Of all the myriad of ways that we can be duped, scammed, or otherwise taken advantage of on the internet, “typosquatting” remains one of the easiest to stumble into.
Perpetrators of this scam will purchase site domain names that are very similar to popular pages that people visit, usually by changing the .com part of the web address to .cm. This preys on people who make typos, which is, suffice to say it – all of us.
These duped sites can range from being pop-up laden cesspools riddled with viruses or malware, to near-replicas designed to fool users into inputting login information that can be manipulated later.
So, who is doing this? While these types of tricks can occasionally be tied down to lone actors (given how easy it is to obtain a domain name), KrebsOnSecurity identified the marketing firm Media Breakaway LLC to be behind more than 1500 of these false .cm domains. The company is headed by one Scott Richter – a convicted felon who has been the target of several successful lawsuits for illegal spamming. Other companies related to Richter include Dynamic Dolphin and affiliate[dot]com, also related to email spam.

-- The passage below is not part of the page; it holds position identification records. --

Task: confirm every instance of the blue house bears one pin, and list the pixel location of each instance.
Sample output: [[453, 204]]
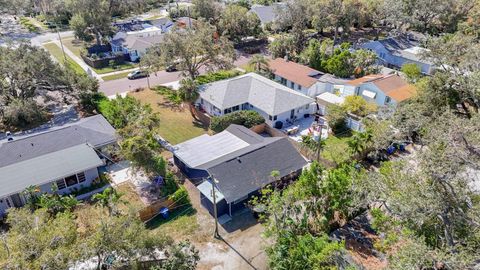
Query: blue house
[[397, 51]]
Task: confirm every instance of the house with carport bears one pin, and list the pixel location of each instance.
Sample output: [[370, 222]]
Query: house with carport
[[275, 102], [67, 156], [235, 164]]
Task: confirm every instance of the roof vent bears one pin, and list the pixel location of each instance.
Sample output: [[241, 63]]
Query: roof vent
[[314, 73], [9, 136]]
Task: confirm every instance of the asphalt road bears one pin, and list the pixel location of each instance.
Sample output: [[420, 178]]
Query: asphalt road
[[119, 86]]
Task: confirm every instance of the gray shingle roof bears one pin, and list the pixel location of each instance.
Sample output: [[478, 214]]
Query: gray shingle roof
[[95, 130], [246, 173], [265, 94], [397, 43], [47, 168], [206, 151]]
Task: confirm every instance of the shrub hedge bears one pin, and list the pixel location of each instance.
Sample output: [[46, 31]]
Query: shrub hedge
[[217, 76]]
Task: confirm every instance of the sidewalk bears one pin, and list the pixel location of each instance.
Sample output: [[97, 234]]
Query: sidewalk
[[79, 61], [118, 72]]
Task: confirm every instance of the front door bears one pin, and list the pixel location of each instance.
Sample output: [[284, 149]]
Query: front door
[[17, 200]]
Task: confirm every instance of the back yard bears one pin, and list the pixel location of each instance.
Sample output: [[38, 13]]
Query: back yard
[[176, 124]]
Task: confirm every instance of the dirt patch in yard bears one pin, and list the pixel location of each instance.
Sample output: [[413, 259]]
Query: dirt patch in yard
[[242, 248]]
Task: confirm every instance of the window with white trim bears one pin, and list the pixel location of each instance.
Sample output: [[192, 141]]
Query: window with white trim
[[81, 177], [61, 184]]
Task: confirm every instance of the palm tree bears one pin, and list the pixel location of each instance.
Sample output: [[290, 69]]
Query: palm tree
[[315, 145], [55, 203], [109, 199], [188, 90], [31, 193], [259, 64]]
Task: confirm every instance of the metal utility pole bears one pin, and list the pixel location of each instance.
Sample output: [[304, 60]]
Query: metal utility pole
[[319, 142], [61, 44], [214, 196], [148, 80]]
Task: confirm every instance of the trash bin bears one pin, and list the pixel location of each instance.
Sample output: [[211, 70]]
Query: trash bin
[[164, 212]]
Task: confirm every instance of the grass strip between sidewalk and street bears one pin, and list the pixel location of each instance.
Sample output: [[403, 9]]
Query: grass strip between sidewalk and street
[[56, 52], [116, 76]]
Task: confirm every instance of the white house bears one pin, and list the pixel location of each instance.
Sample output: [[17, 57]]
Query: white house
[[306, 80], [275, 102], [383, 90], [267, 14], [67, 156], [397, 51]]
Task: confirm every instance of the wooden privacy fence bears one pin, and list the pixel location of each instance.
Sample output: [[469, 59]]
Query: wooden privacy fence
[[153, 209]]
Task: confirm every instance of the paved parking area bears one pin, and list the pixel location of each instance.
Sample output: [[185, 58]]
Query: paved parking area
[[241, 246]]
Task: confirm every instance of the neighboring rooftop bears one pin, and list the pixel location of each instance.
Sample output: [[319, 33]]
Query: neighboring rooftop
[[392, 85], [265, 94], [365, 79], [329, 98], [266, 14], [94, 130], [297, 73], [413, 53], [395, 87], [46, 168], [398, 43]]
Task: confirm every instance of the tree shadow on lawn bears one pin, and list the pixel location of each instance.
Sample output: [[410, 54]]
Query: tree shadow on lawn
[[198, 124], [186, 210]]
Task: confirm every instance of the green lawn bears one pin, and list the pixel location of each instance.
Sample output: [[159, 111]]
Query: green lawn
[[74, 45], [56, 52], [176, 124], [115, 76], [123, 66], [336, 149]]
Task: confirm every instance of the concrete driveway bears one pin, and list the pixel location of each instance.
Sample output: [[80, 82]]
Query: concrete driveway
[[241, 246], [124, 85]]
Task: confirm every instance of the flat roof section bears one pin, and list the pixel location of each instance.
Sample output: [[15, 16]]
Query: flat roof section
[[205, 148]]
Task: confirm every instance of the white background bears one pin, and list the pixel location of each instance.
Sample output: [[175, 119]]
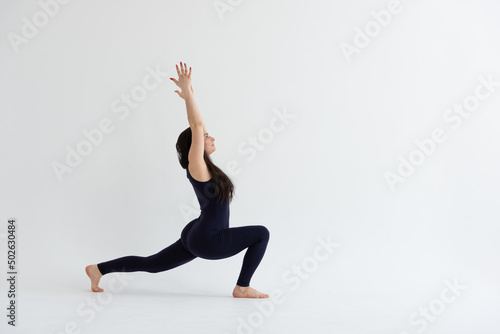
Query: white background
[[322, 175]]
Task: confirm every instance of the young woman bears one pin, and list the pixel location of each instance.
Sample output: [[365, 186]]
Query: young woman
[[208, 236]]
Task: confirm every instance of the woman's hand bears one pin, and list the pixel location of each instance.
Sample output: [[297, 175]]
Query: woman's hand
[[184, 81]]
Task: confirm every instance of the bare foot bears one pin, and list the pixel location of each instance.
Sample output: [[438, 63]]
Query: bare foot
[[247, 292], [95, 275]]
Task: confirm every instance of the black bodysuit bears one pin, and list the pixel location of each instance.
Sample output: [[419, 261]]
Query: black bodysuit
[[208, 237]]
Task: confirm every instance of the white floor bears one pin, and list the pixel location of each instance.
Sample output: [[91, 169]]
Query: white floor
[[142, 307]]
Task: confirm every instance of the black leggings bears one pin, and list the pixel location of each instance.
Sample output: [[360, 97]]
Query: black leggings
[[197, 241]]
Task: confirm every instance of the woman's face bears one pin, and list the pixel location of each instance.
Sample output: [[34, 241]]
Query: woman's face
[[209, 142]]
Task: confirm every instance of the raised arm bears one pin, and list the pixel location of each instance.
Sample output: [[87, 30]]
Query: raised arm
[[184, 82]]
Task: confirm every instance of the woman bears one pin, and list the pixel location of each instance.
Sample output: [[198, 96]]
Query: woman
[[208, 236]]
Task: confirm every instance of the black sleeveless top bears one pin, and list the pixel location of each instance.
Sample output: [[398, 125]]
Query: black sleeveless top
[[212, 213]]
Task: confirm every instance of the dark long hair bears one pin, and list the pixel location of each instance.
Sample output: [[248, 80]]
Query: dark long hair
[[224, 188]]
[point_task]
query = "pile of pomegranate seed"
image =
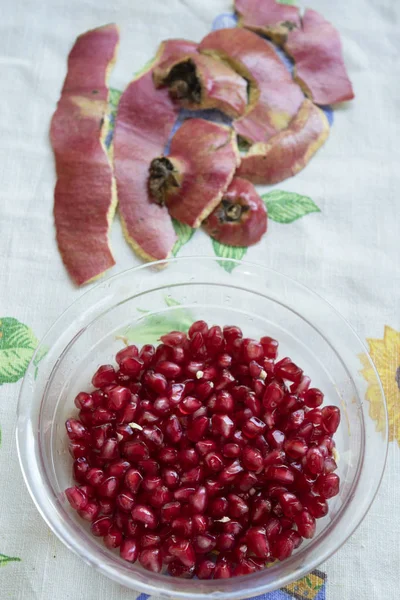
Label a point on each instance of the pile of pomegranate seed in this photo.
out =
(204, 454)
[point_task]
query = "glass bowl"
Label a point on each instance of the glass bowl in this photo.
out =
(140, 305)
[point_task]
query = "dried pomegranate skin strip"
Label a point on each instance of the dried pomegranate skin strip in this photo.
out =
(289, 151)
(317, 52)
(268, 17)
(199, 82)
(274, 97)
(143, 124)
(84, 197)
(206, 157)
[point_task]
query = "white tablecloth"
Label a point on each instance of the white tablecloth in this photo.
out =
(349, 252)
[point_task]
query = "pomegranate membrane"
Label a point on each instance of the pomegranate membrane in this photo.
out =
(205, 456)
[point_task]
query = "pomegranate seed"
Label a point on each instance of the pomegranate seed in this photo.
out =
(89, 512)
(230, 473)
(328, 485)
(150, 559)
(260, 511)
(237, 507)
(170, 511)
(314, 461)
(253, 427)
(280, 473)
(169, 369)
(76, 431)
(231, 450)
(330, 419)
(222, 569)
(105, 375)
(100, 527)
(198, 428)
(257, 542)
(214, 462)
(94, 476)
(204, 543)
(136, 450)
(246, 481)
(129, 550)
(252, 459)
(295, 448)
(76, 497)
(205, 569)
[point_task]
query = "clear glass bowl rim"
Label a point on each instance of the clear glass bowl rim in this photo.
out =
(155, 585)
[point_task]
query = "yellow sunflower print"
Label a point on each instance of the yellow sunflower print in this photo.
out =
(386, 356)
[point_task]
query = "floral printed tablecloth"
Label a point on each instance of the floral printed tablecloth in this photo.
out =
(335, 227)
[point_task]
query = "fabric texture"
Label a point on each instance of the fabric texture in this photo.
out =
(343, 242)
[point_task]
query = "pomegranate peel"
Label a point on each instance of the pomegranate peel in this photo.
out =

Just how many people are falling victim to these scams? More than 12 million in a 3 month time frame – amounting to a potential of 50 million per year, according to an analysis conducted by Matthew Chambers. Several of these visitors additionally were found to be coming from .gov and .mil sites in the USA, which are the official federal government and military domains. Many popular news sites, social media, banking, and music streaming sites have these malicious doppelgangers.
The actionable item to protect yourself in this situation ultimately boils down to a matter of double-checking the web address before you hit enter, or bookmark your most commonly visited sites.